The Twelve Days of Yuletide: A History Now, I know that we all sing about the Twelve Days of Christmas, but you might not have realized that the pagan celebration of Yule is twelve days long, starting with the winter solstice on December 21 and ending on December 31. (Christmastide is also twelve days long from December 25 through January 6th —Epiphany.)
THE BALANCE TIPS TOWARDS WINTER, AND WE ARE REMINDED THAT EVEN IN OUR DARKEST AND COLDEST HOUR, LIGHT AND WARMTH CAN STILL SHINE THROUGH
The gift of light we thankfully take But not shall it be alone for our sake The more we give light The one to the other It shines and it spreads and it glows still further Until every spark by friends set aflame Until every heart with Joy to proclaim In the depths of our souls a shining sun glows.
Solstices are especially notable, as they mark the longest and shortest days of the year. In essence, they signify how life on Earth changes in connection to the Sun and how our seasons shape our world. When a solstice occurs, the Sun reaches its absolute highest or lowest point relative to our celestial equator. What Does Yuletide Celebrate?

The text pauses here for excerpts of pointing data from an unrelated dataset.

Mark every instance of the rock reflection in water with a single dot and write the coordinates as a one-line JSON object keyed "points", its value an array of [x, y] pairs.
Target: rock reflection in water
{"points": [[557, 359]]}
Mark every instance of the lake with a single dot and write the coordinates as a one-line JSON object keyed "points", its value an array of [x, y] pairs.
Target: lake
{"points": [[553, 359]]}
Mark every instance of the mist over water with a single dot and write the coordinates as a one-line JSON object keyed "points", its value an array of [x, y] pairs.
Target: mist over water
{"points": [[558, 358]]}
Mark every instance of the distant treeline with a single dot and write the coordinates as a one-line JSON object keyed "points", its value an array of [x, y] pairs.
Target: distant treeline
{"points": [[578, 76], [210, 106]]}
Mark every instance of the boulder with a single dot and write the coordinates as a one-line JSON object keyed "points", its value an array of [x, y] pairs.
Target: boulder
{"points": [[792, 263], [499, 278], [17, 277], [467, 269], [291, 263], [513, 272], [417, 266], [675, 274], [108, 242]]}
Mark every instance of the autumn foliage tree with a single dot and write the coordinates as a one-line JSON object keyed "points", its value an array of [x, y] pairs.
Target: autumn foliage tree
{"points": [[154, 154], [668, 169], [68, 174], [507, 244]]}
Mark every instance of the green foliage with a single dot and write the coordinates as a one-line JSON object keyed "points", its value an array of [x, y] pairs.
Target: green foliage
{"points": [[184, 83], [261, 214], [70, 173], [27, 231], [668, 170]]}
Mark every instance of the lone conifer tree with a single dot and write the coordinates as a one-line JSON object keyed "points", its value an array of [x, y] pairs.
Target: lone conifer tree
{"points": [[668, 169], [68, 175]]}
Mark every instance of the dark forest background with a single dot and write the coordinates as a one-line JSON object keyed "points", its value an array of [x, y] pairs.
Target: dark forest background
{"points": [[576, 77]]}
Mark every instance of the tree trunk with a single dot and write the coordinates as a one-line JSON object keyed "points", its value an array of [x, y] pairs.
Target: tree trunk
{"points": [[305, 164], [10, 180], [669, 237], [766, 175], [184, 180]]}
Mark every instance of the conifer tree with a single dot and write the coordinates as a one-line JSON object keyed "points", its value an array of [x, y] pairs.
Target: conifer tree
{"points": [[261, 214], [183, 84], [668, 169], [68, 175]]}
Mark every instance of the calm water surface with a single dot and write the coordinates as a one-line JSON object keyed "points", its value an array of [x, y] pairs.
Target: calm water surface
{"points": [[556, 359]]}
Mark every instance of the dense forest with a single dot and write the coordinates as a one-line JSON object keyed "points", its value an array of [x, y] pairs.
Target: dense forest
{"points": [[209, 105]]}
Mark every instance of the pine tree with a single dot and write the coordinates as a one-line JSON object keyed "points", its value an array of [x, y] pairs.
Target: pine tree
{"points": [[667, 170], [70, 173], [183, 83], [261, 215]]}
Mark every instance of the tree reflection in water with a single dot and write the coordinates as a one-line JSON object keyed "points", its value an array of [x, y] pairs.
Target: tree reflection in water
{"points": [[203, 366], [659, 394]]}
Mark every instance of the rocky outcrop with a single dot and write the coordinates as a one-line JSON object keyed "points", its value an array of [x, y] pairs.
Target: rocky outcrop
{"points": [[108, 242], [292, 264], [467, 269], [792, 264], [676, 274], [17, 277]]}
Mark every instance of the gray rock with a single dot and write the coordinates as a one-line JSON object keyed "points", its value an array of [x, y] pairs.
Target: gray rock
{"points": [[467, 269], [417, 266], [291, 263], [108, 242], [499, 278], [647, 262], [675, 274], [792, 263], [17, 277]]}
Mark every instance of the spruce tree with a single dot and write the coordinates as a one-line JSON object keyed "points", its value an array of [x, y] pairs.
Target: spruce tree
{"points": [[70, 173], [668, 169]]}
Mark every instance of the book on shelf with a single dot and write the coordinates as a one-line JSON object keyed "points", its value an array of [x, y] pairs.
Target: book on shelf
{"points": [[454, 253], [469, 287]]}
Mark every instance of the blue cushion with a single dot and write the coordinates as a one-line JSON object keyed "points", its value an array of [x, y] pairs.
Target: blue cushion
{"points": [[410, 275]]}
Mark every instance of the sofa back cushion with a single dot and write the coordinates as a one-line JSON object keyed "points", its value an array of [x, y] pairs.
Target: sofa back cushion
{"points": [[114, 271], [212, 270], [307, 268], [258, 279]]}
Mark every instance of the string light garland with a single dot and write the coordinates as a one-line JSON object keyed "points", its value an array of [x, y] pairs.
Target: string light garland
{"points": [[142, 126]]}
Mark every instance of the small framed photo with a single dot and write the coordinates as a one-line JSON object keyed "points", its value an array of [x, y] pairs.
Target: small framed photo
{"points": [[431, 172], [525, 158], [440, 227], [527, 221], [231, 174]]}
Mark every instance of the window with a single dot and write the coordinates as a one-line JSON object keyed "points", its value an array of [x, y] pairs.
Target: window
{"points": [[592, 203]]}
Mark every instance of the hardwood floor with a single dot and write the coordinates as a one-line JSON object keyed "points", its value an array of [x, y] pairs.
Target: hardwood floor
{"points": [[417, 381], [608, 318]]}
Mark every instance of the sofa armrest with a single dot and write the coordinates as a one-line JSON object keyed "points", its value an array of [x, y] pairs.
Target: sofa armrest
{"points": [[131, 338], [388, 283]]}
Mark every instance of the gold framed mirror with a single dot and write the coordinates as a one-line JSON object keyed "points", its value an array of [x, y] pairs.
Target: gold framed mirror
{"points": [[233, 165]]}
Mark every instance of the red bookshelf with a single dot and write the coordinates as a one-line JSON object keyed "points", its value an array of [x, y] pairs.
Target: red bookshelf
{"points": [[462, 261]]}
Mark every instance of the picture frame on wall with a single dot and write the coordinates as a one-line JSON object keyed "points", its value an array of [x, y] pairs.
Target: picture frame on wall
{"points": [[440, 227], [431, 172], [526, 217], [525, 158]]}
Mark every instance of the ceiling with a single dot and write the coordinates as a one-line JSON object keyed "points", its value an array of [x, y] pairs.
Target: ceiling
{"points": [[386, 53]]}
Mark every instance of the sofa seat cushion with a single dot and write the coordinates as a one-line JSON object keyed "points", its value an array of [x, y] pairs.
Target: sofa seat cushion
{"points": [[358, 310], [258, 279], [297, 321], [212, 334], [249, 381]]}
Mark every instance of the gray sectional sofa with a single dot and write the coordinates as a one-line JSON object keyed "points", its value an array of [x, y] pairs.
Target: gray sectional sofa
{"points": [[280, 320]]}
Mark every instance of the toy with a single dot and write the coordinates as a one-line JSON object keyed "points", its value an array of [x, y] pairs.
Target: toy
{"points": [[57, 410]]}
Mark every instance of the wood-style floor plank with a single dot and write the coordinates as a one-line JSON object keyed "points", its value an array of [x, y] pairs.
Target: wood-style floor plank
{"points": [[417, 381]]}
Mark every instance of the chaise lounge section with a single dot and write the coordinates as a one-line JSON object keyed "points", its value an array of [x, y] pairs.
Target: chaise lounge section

Beginning with the Winter Solstice celebration, Yuletide kicks off with a celebration of the lengthening amount of sunlight that we welcome as we move away from the day with the least “daytime” during the year. Indeed, nearly every celebration has origins invoking the rebirth of the sun or the sun god in some way. This is also referred to as Mother’s Night, honoring the Mother Goddess (& the coming of spring) along with the protective female ancestors who watch over us.
Yuletide concludes with the celebration on the Twelfth Night, which often coincides with the modern New Year celebration—full of revelry, food, and drink. The Twelfth Night is also associated with the burning of the greens for good luck. This is not directly attributable to pagan culture or Yuletide, but seems to be linked more to Christian Epiphany. (However, I liked the timing of this so much that I adopted it as part of the pagan culture’s Twelfth Night in my Circle of Nine series.) Modern pagans often have a Yule tree as part of their celebration, although it is noted that pre-Christian pagans would likely not have done so. Instead, they would have only cut boughs of evergreens for decoration within their homes. These may have been left up until Imbolc at the beginning of February when they would have been removed and possibly burnt.
Other traditions that were initially part of the pagan or pre-Christian festival of Yule have come to be part of the Christmas tradition, including the use of holly and ivy and mistletoe as decorations, the burning of the Yule log, and gift giving, which was an important part of the Roman Saturnalia festival. And, of course, songs were sung in celebration at the time of the winter solstice and throughout Yuletide.